JHS teachers working 56 hours a week?

> I smell a big, steaming pile of something with that, because it's a total lie. Every JHS teacher I've ever met in Japan got to school around 7AM or so, and would leave no earlier than 7PM at least 5 days a week, nevermind weekend activities. I knew some who were there from 7 AM to 10-11PM.

> So 56 hours a week?

> Total lie.

Hi David! Good to see you after a while! Bro, I think the 56 hours a week refers to overtime only, so 40 hours of normal work + 56 hours of overtime...96 hours of work a week. Sounds about right...

3 ( +5 / -2 )

...add five more days off to August.

Unless they plan to lock the schools during the holidays, adding overtime in April in order to gain 5 days in August is ridiculous as people don't take the overtime they're allowed because of peer/cultural pressure.

How about these measures?

Make it illegal for principals to require teachers to stay until they are dismissed each day instead of allowing them to go home when their tasks are done. Often they sit there "looking busy" because they must wait to be officially dismissed.

Make it illegal for teachers not to take the allotted time--all the allotted time to which they entitled.
12 ( +12 / -0 )

An overtime cap of 45 hours per month is still too much. And, the really crazy thing is, teachers will be expected to do 45 hours of overtime every month. They then need to consider putting an overtime cap on the students as well. I worked in quite a few public high schools many years ago and a large percentage of the teachers are broken vessels. They are overworked, underpaid, little time off and under constant pressure from monster parents. I decade or two under these extreme conditions causes a lot of them to crack. I guess the same could be said for the students. The whole concept of schooling in Japan needs to be dumped and restructured.

9 ( +9 / -0 )

Schools should be shut at weekends and school holidays.

Easy - that's sorted out the overtime issue at least on average.

12 ( +12 / -0 )

JHS teachers working 56 hours a week?

I smell a big, steaming pile of something with that, because it's a total lie. Every JHS teacher I've ever met in Japan got to school around 7AM or so, and would leave no earlier than 7PM at least 5 days a week, nevermind weekend activities. I knew some who were there from 7 AM to 10-11PM.

So 56 hours a week?

Total lie.

15 ( +16 / -1 )

Under the education ministry's scenario, municipalities introducing the flexible system will increase their teachers' work hours by three hours a week in April

This is Orwellian. They passed a law to deal with the problem of overwork by teachers which.....makes them overwork even more.

19 ( +19 / -0 )

This really is nothing new. In the past when kids went to school for half days on Saturdays, the teachers shifted the "off" day to summer time, and they pretty much all took off the same amount of time as the kids.

But since teachers are komuin, the other "komuin" got ticked off that teachers were taking off all that time, even after the Saturday classes stopped, and summer vacations for the teachers became a thing of the past.
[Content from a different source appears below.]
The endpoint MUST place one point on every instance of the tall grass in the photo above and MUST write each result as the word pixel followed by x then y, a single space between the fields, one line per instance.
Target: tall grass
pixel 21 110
Since teachers were coming to school, BOE's increased their work, teachers started pushing kids to come to school and the system got further screwed up.

Teachers SHOULD get the time off, and recognizing this here legally is, in my opinion, the way to go!

15 ( +16 / -1 )

Another toothless law. What is the point of wasting time on enacting laws with no penalties? More form over substance.